R.S.M. is an inventor on patents and patent applications related to digital health technologies; has advisory relationships with Epicore Biosystems, Pfizer, and Solid Biosciences; is co-founder of Panic Mechanic and Biobe; reports research funding from NSF, NIH, Solid Biosciences, Medidata Systems, Kern Family Foundation, and MassMutual; has affiliation with Stanford University and the University of Hawaii at Manoa; and is associate editor at PLOS Digital Health and npj Digital Medicine. E.W.M. is an inventor on patents and patent applications related to digital health technologies; is co-founder of Panic Mechanic and Biobe; and reports research funding from NSF, NIH, and MassMutual. D.M.R. is an inventor on patent applications for downloadable software using artificial intelligence (AI) for healthcare communication quality measurement, research, and training; serves as a member of Vermont Senate Committee’s AI Task Force charged with making recommendations on the responsible growth of Vermont’s AI technology markets, and possible regulation of AI in state government; and reports research funding from NSF, NIH, USGS, NASA, DoD, and USDA primarily in the areas of environmental sensor monitoring and analysis. R.D.G. is an inventor on patents and patent applications related to digital health technologies and reports research funding from the Wu Tsai Human Performance Alliance at Stanford University and the Joe and Clara Tsai Foundation. B.M.M., P.D., and J.F.B. are employees of Medidata Solutions and A Dassault Systèmes Co., and have stock ownership/options as a result of this employment. J.L.M. is an employee of Solid Biosciences and has stock ownership/options as a result of this employment. C.M. is an employee of/consultant for Solid Biosciences. J.M. is a prior employee of Solid Biosciences and a current employee of Chroma Medicine. D.D.K. and C.J.G. declare no conflicts of interest.
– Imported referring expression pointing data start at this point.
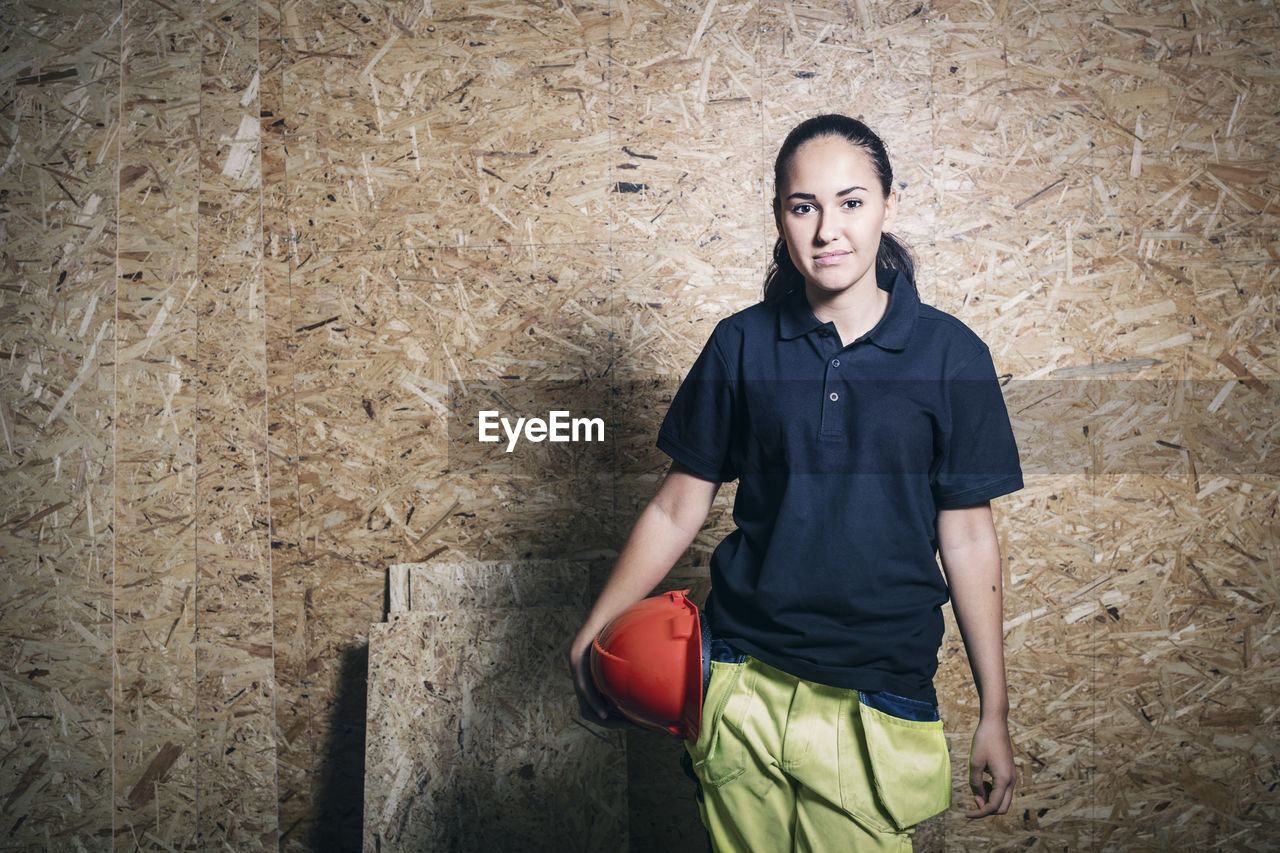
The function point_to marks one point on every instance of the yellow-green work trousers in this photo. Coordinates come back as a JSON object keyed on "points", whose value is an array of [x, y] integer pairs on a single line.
{"points": [[786, 765]]}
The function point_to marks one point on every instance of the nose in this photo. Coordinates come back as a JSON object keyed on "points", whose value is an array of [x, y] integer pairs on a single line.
{"points": [[826, 232]]}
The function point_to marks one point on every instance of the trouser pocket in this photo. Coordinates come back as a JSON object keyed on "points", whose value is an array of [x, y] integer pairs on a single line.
{"points": [[717, 758], [909, 760]]}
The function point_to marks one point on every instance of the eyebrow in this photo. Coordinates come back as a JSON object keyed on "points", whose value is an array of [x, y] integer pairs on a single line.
{"points": [[809, 196]]}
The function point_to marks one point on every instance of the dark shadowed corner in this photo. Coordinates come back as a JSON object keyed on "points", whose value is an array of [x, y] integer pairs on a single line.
{"points": [[341, 804]]}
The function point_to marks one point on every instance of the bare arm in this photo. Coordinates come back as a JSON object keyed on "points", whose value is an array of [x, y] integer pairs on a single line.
{"points": [[662, 533], [970, 556]]}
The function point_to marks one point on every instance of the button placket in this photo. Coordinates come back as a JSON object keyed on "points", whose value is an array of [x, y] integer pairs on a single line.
{"points": [[832, 424]]}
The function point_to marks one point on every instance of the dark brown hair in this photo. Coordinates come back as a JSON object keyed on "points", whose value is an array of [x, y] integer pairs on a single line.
{"points": [[784, 277]]}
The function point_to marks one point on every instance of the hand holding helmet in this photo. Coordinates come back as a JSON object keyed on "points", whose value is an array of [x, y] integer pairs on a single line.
{"points": [[649, 664]]}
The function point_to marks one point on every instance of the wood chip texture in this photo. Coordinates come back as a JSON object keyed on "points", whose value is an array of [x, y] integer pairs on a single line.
{"points": [[263, 263]]}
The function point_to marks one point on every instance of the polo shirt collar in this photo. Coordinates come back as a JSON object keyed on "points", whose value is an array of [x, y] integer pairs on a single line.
{"points": [[894, 329]]}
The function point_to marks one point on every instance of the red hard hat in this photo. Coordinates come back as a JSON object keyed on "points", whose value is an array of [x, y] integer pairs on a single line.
{"points": [[650, 662]]}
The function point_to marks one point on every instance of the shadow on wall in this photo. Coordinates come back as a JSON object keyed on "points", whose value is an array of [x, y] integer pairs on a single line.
{"points": [[341, 804]]}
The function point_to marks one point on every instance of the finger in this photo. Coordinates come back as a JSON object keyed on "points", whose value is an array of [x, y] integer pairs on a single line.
{"points": [[1008, 799]]}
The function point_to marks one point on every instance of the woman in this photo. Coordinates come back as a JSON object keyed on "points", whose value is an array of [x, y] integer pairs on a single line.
{"points": [[868, 436]]}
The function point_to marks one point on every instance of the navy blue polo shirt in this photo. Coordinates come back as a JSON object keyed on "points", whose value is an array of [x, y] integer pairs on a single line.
{"points": [[844, 455]]}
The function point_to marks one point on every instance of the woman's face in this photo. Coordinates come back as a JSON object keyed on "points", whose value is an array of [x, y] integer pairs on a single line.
{"points": [[831, 211]]}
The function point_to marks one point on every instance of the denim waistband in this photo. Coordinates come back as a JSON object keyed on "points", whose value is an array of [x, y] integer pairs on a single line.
{"points": [[726, 653]]}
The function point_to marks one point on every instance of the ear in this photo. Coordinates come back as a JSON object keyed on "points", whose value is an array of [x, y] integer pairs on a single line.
{"points": [[890, 209]]}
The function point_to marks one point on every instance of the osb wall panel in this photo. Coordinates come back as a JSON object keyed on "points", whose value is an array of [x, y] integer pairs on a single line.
{"points": [[435, 204], [155, 402], [234, 721], [1107, 215], [471, 714], [60, 85], [296, 756]]}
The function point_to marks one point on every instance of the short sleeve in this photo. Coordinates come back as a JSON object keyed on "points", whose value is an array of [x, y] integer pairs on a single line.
{"points": [[698, 430], [978, 459]]}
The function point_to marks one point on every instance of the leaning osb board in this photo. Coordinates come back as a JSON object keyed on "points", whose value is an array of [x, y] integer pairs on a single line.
{"points": [[474, 739], [155, 483], [59, 90]]}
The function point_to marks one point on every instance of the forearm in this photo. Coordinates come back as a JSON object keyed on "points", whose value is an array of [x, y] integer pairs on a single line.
{"points": [[970, 555]]}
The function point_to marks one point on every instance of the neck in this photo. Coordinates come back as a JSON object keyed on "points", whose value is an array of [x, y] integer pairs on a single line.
{"points": [[854, 311]]}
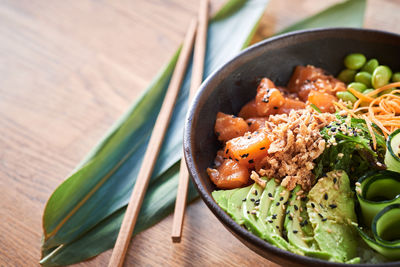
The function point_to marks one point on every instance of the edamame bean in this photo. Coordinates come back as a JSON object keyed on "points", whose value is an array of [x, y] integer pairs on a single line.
{"points": [[368, 91], [370, 66], [396, 77], [357, 86], [381, 76], [346, 96], [347, 76], [363, 77], [354, 61]]}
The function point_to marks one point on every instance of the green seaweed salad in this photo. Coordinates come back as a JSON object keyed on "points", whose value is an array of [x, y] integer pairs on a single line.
{"points": [[351, 211]]}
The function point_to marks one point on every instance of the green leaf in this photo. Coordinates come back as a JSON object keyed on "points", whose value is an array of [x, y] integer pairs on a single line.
{"points": [[89, 204], [347, 14]]}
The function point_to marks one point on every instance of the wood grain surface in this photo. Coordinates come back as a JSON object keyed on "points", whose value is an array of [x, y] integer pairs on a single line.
{"points": [[68, 70]]}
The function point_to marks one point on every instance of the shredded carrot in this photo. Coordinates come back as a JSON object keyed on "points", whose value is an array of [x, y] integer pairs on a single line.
{"points": [[383, 111], [340, 106], [359, 95]]}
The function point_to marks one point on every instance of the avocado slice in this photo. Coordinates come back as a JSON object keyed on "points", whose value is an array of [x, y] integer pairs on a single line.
{"points": [[331, 211], [298, 231], [235, 204], [266, 200], [274, 221], [250, 210], [222, 197]]}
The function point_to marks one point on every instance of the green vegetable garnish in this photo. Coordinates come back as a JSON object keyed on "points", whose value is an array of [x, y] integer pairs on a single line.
{"points": [[349, 148]]}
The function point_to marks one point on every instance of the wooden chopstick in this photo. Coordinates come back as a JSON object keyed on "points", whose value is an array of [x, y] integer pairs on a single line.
{"points": [[197, 78], [153, 148]]}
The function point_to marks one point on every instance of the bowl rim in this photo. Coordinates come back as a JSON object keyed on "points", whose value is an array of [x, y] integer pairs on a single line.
{"points": [[239, 231]]}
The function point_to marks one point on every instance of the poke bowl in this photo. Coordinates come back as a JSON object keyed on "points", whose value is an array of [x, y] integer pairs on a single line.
{"points": [[253, 85]]}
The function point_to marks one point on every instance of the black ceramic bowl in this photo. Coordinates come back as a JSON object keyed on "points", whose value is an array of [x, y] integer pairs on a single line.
{"points": [[235, 83]]}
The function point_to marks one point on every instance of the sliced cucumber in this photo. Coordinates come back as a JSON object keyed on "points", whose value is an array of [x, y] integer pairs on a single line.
{"points": [[392, 158], [375, 191], [386, 233]]}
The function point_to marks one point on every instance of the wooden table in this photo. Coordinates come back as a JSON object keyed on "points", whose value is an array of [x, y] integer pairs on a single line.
{"points": [[68, 70]]}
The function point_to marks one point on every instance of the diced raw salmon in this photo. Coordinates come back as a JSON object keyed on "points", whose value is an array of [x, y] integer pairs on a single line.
{"points": [[256, 124], [248, 149], [229, 175], [249, 110], [229, 126], [268, 98]]}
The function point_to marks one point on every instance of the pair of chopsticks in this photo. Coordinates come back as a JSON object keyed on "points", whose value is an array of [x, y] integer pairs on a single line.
{"points": [[157, 136], [197, 78]]}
This research was funded by Solid Biosciences. The funders contributed to the design, data collection, and reporting of this study as well as manuscript planning, writing, and decision to publish. The funders did not contribute to the data analysis.

C.J.G., D.D.K., B.M.M., P.D., J.F.B., and D.M.R. contributed to analysis and interpretation of data for the work; drafting the manuscript and reviewing it critically for important intellectual content; and final approval of the manuscript. J.L.M., C.M., and J.M. contributed to the conception and design of the work; acquisition and interpretation of data for the work; drafting the manuscript and reviewing it critically for important intellectual content; and final approval of the manuscript. E.W.M., R.D.G., and R.S.M. contributed to the conception and design of the work; acquisition, analysis, and interpretation of data for the work; drafting the manuscript and reviewing it critically for important intellectual content; and final approval of the manuscript.

Cailin J. Gramling and Dheeraj Dhanvee Kairamkonda contributed equally to this work.

The data that support the findings of this study are not publicly available due to their containing information that could compromise the privacy of research participants but are available from the corresponding author R.S.M. upon reasonable request.